Facebook’s Yann LeCun says ‘internal activity’ proceeds on AI chips
Yann LeCun, the leader of Facebook’s AI Research unit, said the company is proceeding with internal activity on machine learning chips, though he is confident industry will come up with many new solutions to push forward processing of deep learning in specialized silicon.
In an interview with ZDNet at the International Solid State Circuits Conference in San Francisco, Yann LeCun, head of Facebook's AI Research team, said the company has its own work on chips for machine learning underway, though he sounded hopeful and confident that many solutions will come from the chip industry.

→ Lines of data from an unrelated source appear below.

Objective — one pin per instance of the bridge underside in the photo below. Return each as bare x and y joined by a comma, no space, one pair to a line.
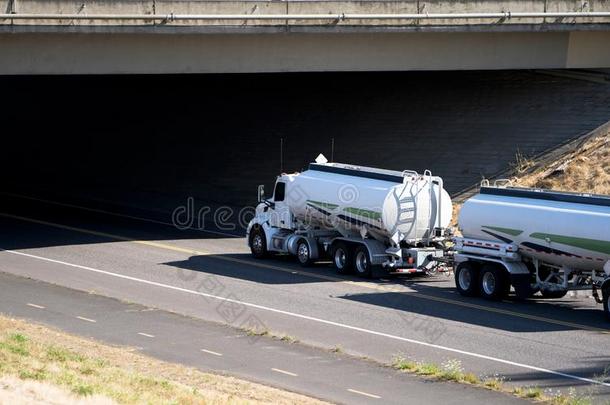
108,50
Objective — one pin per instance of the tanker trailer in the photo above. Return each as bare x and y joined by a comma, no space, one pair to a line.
535,240
357,217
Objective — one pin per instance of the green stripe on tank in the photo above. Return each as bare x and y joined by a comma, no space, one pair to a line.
594,245
508,231
323,204
364,213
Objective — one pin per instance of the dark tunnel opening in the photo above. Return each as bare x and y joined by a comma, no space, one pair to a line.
153,141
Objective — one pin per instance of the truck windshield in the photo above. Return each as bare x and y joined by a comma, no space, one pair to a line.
278,193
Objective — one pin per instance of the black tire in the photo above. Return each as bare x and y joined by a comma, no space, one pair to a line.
362,262
493,282
606,301
553,293
466,279
342,257
304,253
258,243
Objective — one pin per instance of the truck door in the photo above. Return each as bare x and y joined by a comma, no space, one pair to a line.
281,216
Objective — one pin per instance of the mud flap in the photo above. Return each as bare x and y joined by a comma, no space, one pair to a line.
522,286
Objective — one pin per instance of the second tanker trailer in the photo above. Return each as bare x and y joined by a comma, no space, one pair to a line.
356,216
533,240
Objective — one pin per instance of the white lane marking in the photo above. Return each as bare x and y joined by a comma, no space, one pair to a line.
366,394
319,320
277,370
211,352
116,214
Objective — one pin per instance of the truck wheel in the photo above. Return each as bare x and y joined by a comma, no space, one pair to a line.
606,300
342,258
553,293
258,243
362,263
493,282
304,253
466,277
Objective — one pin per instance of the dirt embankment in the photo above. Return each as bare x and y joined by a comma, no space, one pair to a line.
584,170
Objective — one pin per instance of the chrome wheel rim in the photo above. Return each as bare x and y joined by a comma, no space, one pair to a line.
257,243
465,279
340,258
361,262
303,252
489,283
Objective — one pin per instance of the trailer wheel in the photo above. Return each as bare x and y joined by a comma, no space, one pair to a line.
606,301
466,278
553,293
362,263
342,258
258,243
304,253
493,282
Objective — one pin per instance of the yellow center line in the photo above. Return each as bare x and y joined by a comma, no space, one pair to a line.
364,284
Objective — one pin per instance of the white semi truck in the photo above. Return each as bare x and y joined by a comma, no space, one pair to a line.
358,217
535,240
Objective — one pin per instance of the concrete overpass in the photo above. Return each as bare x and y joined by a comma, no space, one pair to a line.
192,36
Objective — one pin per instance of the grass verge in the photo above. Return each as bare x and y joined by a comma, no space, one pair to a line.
50,364
452,371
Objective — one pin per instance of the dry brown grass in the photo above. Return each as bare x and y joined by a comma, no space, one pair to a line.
66,366
586,170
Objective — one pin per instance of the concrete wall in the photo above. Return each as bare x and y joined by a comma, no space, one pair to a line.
114,47
30,53
305,7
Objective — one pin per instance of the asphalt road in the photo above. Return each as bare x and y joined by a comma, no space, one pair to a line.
553,344
214,347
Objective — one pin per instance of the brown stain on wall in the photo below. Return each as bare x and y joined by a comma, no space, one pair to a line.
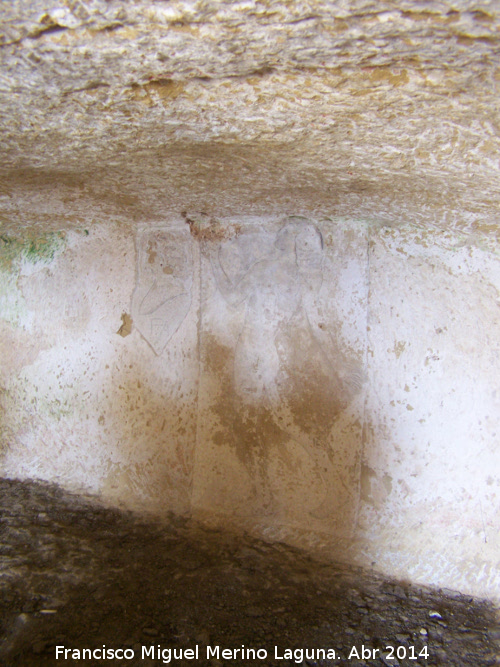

"Certainly, it makes sense for companies like Google and Facebook that have high volume to work on their own engines if the industry doesn't provide it," said LeCun, referring to the need for new kinds of processing technology optimized for deep learning.
"What Facebook has done traditionally is to partner with hardware vendors to entice them to build the stuff we think is good for us," he said.
LeCun has in prior interviews alluded to the possibility of internal chip development. However, "The difference now is that there is internal activity on this, which was very nascent at the time," he said, meaning, four years ago. Asked to expand upon what that internal activity includes at Facebook, LeCun demurred. "I probably wouldn't tell you," he said with a laugh.
Google's Tensor Processing Unit, or TPU, was mentioned by LeCun as an example of the kind of internal efforts by big companies he is talking about.
More broadly, LeCun reiterated essentials of his plenary talk regarding the need for a broad industry effort to address deep learning silicon at many points throughout the training and inference process.
For example, there is a compelling need for low-power chips to work on all the sensor data coming from mobile devices, but working on that data on the devices themselves, rather than sending the data to the cloud.
Then there are areas of compute "in the middle," such as traditional "offline" training of neural nets in the cloud and traditional inference in the cloud. Both tasks consume a lot of energy, so here, too, industry needs to supply more energy-efficient processing.
At the highest end of the deep learning food chain, in the R&D departments of Facebook and others, there is a need for more options beyond the dominant supplier Nvidia, whose GPUs are the de-facto solution for neural net training.
"At the very high end, what we need are competitors to the dominant supplier at the moment," said LeCun. "Not because they are not good at it, but because they make assumptions and it would be nice to have a different set of hardware that makes different assumptions that can be used for complementary things that the current crop of GPUs are good at."
However, how those alternative chips should be structured is an open question, said LeCun. It is clear that tomorrow's neural nets will be vastly bigger than today's, he said, because of things such as the need to take in an entire video feed and look at tons and tons of pixels, for things such as predicting motion from a video clip. But at the same time, such operations may have to be computed in a processing architecture that is different from today's matrix-multiply hardware. Matrices and tensors, the building blocks of today's AI hardware, will probably not be the ideal solution in future, he said.
State-of-the-art chips are "basically optimized to do lots of four-by-four matrix multiplies," said LeCun. "So, if you can reduce all of your neural nets to four-by-four matrix multiplies, okay. But it may not be an optimal way to do lots of convolutions," he said.
What could replace them? "I don't know. I think the real hardware geniuses will have to invent new ways to do those things."
"To some extent you could think of this as a similar set of operations that we currently do in neural nets, except that the way you access the data is through interactions; instead of things coming to you in a neat array, what you have is an array of pointers to fetch the data," for things such as processing graph-based data.
That could entail ways to optimize memory traffic, including "smart caching" or exploring parts of the graph ahead of time, said LeCun.
"In the end, it's going to be multiply-adds," said LeCun. "The question is, can you put it neatly in the form of either a bunch of dot-products, or a bunch of matrix-vector multiplies, or a bunch of matrix multiplies," he explained. "The current assumption is that you can reduce it to matrix multiplies. I don't think that is going to survive."
,Whatever forms the new chip architectures take, LeCun believes AI-focused hardware may take over more and more of the overall workloads of compute.
"I wouldn't try to speculate in terms of dollars, but in terms of FLOPS, or operations, if you go five, ten years in the future, and you look at what do computers spend their time doing, mostly, I think they will be doing things like deep learning, most of them. In terms of computation, not in terms of revenue, profit, number of computers, number of devices, but in terms of how are we spending our milliwatts or our FLOPS, they will be spent On neural nets."